El 4 de Septiembre, otro reporte de Amnistía Internacional consignó que la tortura en México se ha masificado entre los agentes del Estado hasta el punto de estar “fuera de control”, ya que tan solo en la última década, las denuncias por este delito han aumentado en un 600%. El reporte indica que se necesitan medidas urgentes para poner fin al uso persistente y generalizado de la tortura por parte de la policía y las fuerzas armadas.
A fines de septiembre, casi coincidiendo con los hechos en Iguala, la encuesta nacional sobre victimización y percepción sobre seguridad pública del Instituto Nacional de Estadísticas mexicano arrojó cifras extraordinarias para un país miembro de la OCDE, el club de los países desarrollados. El número estimado de personas que sufrió un secuestro aumentó notablemente en el último año, de 94.438 en 2012 a 123.470 en 2013. Solo el 10% de todos los delitos son reportados a las autoridades, debido a la falta de confianza en la policía. De todos los delitos, 94% ni siquiera son investigados.

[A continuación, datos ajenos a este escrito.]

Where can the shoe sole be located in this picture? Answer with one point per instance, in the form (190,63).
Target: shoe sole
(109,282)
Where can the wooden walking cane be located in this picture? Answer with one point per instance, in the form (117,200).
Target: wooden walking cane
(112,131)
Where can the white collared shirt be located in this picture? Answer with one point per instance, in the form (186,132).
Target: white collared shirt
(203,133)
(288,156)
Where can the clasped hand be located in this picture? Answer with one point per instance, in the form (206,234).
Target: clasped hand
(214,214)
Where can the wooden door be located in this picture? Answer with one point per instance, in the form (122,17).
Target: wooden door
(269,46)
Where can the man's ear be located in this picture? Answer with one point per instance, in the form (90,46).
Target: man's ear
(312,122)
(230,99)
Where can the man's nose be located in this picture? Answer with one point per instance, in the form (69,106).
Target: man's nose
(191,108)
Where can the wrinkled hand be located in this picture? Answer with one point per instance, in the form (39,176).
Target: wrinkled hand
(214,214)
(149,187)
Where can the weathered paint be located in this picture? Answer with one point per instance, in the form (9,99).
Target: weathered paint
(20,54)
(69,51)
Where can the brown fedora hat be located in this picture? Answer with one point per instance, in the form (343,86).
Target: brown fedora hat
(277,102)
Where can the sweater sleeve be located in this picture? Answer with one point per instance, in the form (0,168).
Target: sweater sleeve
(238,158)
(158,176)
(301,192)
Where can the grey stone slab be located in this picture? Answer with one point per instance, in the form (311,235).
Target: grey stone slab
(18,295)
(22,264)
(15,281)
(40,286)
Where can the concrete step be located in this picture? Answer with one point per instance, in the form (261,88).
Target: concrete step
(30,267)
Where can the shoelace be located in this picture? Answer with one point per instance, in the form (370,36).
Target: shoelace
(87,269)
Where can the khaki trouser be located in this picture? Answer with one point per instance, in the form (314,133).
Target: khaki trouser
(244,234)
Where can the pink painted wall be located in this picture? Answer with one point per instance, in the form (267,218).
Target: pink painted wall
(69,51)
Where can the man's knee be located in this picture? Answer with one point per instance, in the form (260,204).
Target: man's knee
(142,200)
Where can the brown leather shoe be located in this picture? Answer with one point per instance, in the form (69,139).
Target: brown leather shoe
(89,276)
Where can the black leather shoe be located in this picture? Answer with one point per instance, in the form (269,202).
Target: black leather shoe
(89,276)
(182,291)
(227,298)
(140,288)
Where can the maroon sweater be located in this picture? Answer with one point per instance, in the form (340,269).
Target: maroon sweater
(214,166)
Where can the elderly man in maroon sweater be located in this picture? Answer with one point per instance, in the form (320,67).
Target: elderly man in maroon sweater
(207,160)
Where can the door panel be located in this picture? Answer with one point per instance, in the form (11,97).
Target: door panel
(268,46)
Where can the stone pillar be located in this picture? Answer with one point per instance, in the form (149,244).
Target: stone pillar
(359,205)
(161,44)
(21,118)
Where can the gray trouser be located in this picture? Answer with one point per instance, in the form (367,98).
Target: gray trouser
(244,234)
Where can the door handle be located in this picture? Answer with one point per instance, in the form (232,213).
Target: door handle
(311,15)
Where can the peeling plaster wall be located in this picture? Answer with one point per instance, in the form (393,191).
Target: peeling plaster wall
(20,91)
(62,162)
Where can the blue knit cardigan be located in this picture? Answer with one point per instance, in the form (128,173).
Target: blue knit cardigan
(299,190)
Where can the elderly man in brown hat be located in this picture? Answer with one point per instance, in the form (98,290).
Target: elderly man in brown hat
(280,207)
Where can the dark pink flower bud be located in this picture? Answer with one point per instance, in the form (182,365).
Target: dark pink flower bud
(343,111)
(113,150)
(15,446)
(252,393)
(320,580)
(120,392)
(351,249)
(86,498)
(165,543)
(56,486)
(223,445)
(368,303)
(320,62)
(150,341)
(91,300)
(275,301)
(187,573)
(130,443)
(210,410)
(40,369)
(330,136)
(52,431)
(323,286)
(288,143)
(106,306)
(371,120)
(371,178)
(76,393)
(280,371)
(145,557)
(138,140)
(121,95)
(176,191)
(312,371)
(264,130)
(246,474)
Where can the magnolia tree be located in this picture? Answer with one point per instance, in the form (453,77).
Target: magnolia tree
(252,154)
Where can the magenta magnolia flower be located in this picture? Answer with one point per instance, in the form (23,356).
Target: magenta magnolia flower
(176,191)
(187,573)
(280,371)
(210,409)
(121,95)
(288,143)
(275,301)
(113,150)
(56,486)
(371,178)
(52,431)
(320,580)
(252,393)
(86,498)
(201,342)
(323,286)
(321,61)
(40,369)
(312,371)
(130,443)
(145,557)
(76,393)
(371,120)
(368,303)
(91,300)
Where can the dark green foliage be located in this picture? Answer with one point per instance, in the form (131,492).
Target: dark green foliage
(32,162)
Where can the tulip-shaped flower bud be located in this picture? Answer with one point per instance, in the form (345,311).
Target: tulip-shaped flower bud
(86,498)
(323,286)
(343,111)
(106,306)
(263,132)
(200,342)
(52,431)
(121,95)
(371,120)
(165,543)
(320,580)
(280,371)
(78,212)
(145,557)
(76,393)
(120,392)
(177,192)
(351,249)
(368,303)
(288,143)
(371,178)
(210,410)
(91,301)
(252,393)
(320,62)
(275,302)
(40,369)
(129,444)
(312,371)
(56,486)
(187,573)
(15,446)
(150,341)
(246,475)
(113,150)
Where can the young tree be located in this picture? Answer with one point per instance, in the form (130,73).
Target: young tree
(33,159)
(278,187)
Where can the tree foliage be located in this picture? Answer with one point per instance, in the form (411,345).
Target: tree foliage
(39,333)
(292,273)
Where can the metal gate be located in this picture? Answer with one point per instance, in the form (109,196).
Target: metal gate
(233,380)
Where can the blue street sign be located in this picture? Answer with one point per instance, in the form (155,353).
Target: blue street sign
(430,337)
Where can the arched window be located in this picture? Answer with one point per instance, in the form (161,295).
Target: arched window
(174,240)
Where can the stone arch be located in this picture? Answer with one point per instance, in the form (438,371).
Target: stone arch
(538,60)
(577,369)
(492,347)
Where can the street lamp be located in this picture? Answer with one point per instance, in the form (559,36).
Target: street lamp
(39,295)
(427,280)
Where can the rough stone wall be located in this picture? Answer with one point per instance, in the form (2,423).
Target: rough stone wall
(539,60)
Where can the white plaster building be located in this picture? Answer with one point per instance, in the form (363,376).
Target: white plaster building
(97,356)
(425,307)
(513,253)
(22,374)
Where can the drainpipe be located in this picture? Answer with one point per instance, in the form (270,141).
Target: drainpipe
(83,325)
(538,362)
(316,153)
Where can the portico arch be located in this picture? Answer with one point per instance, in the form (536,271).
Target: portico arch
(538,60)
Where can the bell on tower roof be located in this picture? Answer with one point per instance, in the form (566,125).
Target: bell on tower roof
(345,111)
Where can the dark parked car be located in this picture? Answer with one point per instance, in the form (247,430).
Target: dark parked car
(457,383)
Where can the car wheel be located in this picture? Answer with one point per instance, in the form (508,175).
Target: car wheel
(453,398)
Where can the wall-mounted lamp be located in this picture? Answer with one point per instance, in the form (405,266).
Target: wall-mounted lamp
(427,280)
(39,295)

Iguala es, entonces, la punta de un iceberg que concentra el horror que los mexicanos han debido soportar a diario. La situación hace años dejó de ser problema de lucha contra el narco y arrastra al Estado, implicado en desapariciones forzadas y torturas a niveles críticos, en un ambiente de impunidad casi absoluta y corrupción de agentes del Estado que no cumplen su papel de proteger a sus conciudadanos ¿Puede esperarse que una sociedad relativamente moderna, en uno de los países más ricos de América Latina, soporte en silencio una falta de cumplimiento de funciones estatales mínimas? La indignación ya existía –pero este grito doloroso de México, antes de Iguala, era inaudible.
Los precedentes internacionales indican que violaciones de este calibre necesitan soluciones de magnitudes proporcionales a la herida causada. Bien lo sabemos en otros países de la región: las consecuencias de las violaciones a los derechos humanos traspasan generaciones, y lidiar con ellas requiere destinar recursos por largos años. Se necesitan reformas legislativas para cumplir con los estándares internacionales que obligan al país; comisiones y tribunales a los cuales se les proveen mandatos especiales y medios materiales para entregar justicia; establecida una verdad, un liderazgo que asuma públicamente las responsabilidades del Estado en los hechos; reparación a las familias de las decenas de miles de víctimas, que exceden largamente el caso Iguala; y una reforma a la policía y a las fuerzas armadas que incluya recursos que los hagan menos proclives a la corrupción y una educación que instaure el respeto a los derechos humanos. En todo este proceso, se necesita el respaldo y acompañamiento de la comunidad internacional. Finalmente, a la luz de la verdad que emerge de este proceso, la actual estrategia de seguridad de México, tendrá que ser reevaluada.
El grito que emerge de Iguala, el clamor angustioso que hoy resuena en todo México contra la barbarie, no se acallará hasta entonces.